Après une vie passée à glander ferme, le narrateur de ce savoureux Patrimoine de l’humanité tente, pourquoi pas, le concours d’agent de contact (nous disions gardien de musée, avant le sabir administratif...). Et c’est le départ d’une série douce acide sur l’homme en lui-même, rapetissé au format du minus habens d’Epinal : vie tranquille et peu harassante par les bons soins d’un planning très aéré, minimum financier et travail pérenne garantis par les syndicats, vie nulle mais sans tracas, par les temps qui courent… Concours réussi, voilà le futur Jimmy Hendrix — son rêve, son ambition, qui lui fait travailler sa guitare — qui entre dans le réel par la petite porte et s’y enfonce lentement. 

« Vive la chaise. Longue vie à nos chaises chéries.
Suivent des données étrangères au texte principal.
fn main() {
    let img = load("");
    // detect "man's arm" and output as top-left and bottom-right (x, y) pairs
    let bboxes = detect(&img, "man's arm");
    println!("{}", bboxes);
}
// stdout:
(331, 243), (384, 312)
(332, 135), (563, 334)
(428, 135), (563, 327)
La chaise est l’instrument de travail le plus indispensable à notre métier. La chaise est sacrée. »

Un agent de contact, c'est un morceau de chair humaine posé en faction dans un costume ridicule pour empêcher qu'on ne vienne endommager le patrimoine de l'humanité. Voilà, toute sa vie, ce sera assis ou en « patrouille » pour cette noble cause, mais si noble et profondément ennuyeuse qu'elle devient un poids incommode pour essayer de vivre en dehors. Fini la guitare électrique et les rêve de star, fini la vie de couple, rien, sinon l'écrasante langueur du règne quasi minéral...

Fort heureusement, sa promotion est assez déjantée pour faire douter à chaque instant de la préservation dudit patrimoine et donner à lire des scènes d'un grand comique où l'étonnement du grand naïf qu'est le narrateur a une grande part.
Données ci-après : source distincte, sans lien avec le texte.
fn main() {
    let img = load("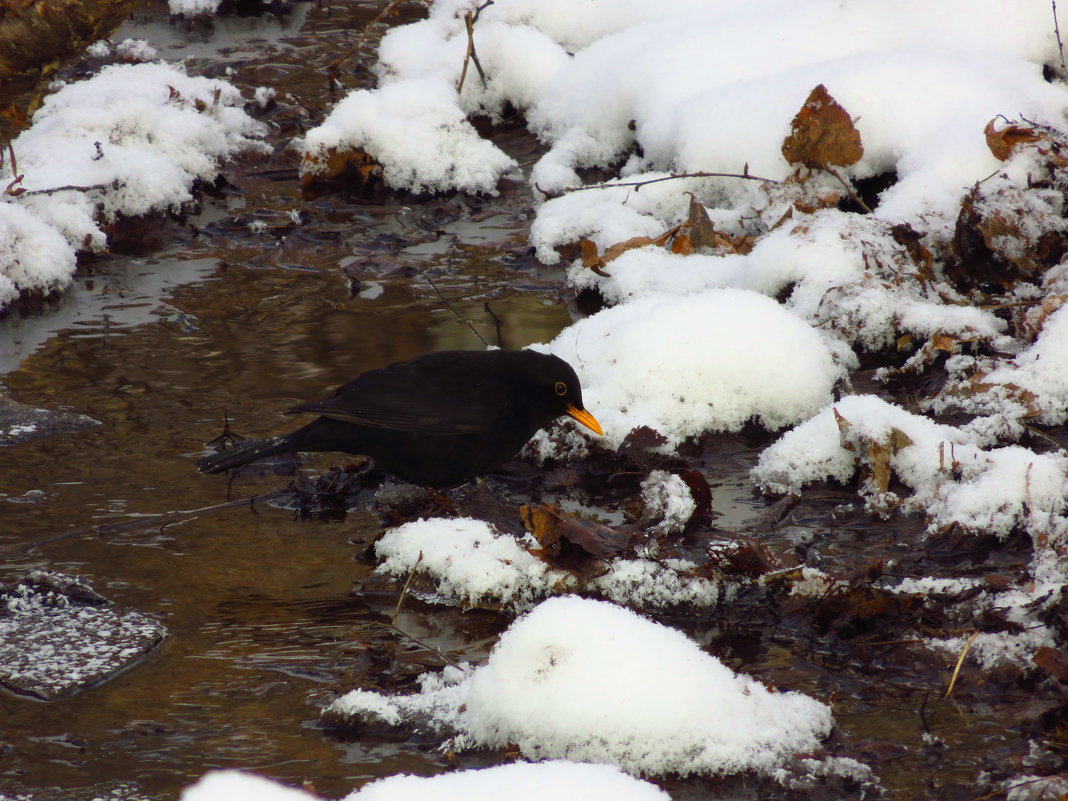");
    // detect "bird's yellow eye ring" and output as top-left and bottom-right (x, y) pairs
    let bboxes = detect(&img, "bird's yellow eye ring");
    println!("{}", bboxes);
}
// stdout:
(554, 381), (568, 396)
Un punk, un arriéré bavard, un psychopathe que son employeur même décide d’enfermer et de ne pas montrer au public, une nymphomane, entre autres, et tout le monde cocaïnomane au dernier degré, faisant des locaux techniques du musée une zone de libre échange assez peu vénérable ! Voilà la promo du narrateur. ais tout s'achève quand le traffic de drogue est démantelé, le dealer pillant le musée pour acheter lui-même. Alors la fine équipe va réussir à faire trembler les bases de la fonction même, kidnappant des cadres et des visiteurs dans un raout d'honneur (prise d'otages au musée ! bagarre avec les forces de l'ordre ! pillage de la cantine !) pour manifester leur solidarité envers leur collègue et dealer. En une manière d'apothéose qui mêle tous les délires, le roman s'accélère comme l'on courre vers la fin du vide.

Quelle année au musée ! « Un collègue arrêté pour vol, se suicidant à sa sortie de prison, une collègue licenciée pour racolage actif dans l’enceinte de l’établissement, et pour couronner le tout, plus de pure colombienne ni de pipes à cent balles pour supporter notre dur labeur. »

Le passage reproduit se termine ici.